I'm still struggling to ID it from the part number. Mechanic struggling to find a locknut to service it, may not be viable so I need to ID the part.

Image

Image

Image
 
in this pic

A is standard shimano splines you can mount most shimano cassettes on here
(as long as the number of cogs match the system...10 speed)

B is proprietary to Bear Pawls OEM hubs, so you still need to find a specific one to use on your specific hub
though it may be some type of common interface and will work on multiple hubs. Bear Pawls make that hub
specialized sells it and you can buy different ones that will go into the same hub (see link I pasted in post 55 below)

Image
 
  • Helpful
Reactions: sgltrak
Specialized 3 Pawl Shimano Freehub Body (Steel) (10-Speed) (HFH-0001)
(made by Bear Pawls for specialized)


Bear Pawls Shimano 10-SPD 3 Pawl HFH-0001 Freehub Body
Alternative part codes
HFH-0001
BMB-00412O1A
BEB-51412P1A
S202100004 Specialized New Code
S202100001 Specialized Old Code

 
Discussion starter · #56 ·
Specialized 3 Pawl Shimano Freehub Body (Steel) (10-Speed) (HFH-0001)
(made by Bear Pawls for specialized)


Bear Pawls Shimano 10-SPD 3 Pawl HFH-0001 Freehub Body
Alternative part codes
HFH-0001
BMB-00412O1A
BEB-51412P1A
S202100004 Specialized New Code
S202100001 Specialized Old Code

Thanks for this, really appreciate it!!

I don't know my freehub from my rear end so this is helpful. Are any of these likely to be more durable than others. I'm conscious I wore this out in almost 1 year exactly but it did get a hell of a wash over winter and I didn't necessarily know what I was doing with degreaser, water repellent etc.
 
for that hub you won't be able to get 'more durable' pawls and ratchet, it is what it is. a commodity hub

however, the splines are steel and very robust (and heavy)

most splines are aluminum nowadays and those can develop notches
where the cogs cut into the splines by .2 or .5 mm, which makes cassette
removal problematic at times if they snag.

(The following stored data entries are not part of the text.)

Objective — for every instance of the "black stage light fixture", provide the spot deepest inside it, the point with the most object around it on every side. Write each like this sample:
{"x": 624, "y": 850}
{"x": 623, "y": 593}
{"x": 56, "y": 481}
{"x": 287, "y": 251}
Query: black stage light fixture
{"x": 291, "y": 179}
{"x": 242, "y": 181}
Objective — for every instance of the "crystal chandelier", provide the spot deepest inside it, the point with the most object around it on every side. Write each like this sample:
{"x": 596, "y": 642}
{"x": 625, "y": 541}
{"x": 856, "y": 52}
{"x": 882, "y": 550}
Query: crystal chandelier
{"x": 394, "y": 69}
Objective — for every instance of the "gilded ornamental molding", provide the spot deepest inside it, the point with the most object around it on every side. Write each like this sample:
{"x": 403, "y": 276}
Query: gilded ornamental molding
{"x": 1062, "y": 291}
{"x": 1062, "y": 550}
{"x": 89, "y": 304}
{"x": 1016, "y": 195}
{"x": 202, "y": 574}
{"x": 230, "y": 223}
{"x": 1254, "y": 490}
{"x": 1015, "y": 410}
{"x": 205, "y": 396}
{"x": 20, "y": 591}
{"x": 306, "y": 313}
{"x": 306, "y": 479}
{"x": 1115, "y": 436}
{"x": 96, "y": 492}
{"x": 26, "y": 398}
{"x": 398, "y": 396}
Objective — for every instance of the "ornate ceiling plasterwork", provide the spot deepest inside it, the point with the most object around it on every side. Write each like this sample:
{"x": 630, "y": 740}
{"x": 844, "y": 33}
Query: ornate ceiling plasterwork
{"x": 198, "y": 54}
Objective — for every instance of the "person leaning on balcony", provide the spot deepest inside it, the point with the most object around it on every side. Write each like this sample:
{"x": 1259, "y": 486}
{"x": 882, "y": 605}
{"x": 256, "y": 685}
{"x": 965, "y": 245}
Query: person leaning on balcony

so, you have a very robust spline being steel, but the pawls are sort
of generic and you are stuck with 3 pawls. more robust systems have 4, 5, or 6 pawls.


 
Wondering how this ring or whatever it is in front of the RHS bearing got beat up.
Anyways, I'd just replace the bearings, not seeing a need to replace the full body. Some manufacturers consider the freewheel not serviceable, and recommend to not disassemble it. Why, is beyond my knowledge, and I wouldn't and don't care.

It probably mean more profit for them, than if you go and buy high quality bearings elsewhere, instead of their cheap bearings in an complete aluminum body that they sell for $50-$100.
 
Wondering how this ring or whatever it is in front of the RHS bearing got beat up.
Anyways, I'd just replace the bearings, not seeing a need to replace the full body. Some manufacturers consider the freewheel not serviceable, and recommend to not disassemble it. Why, is beyond my knowledge, and I wouldn't and don't care.
In this case the freehub is probably cost only $20-30 bucks and the bearings alone would cost that much.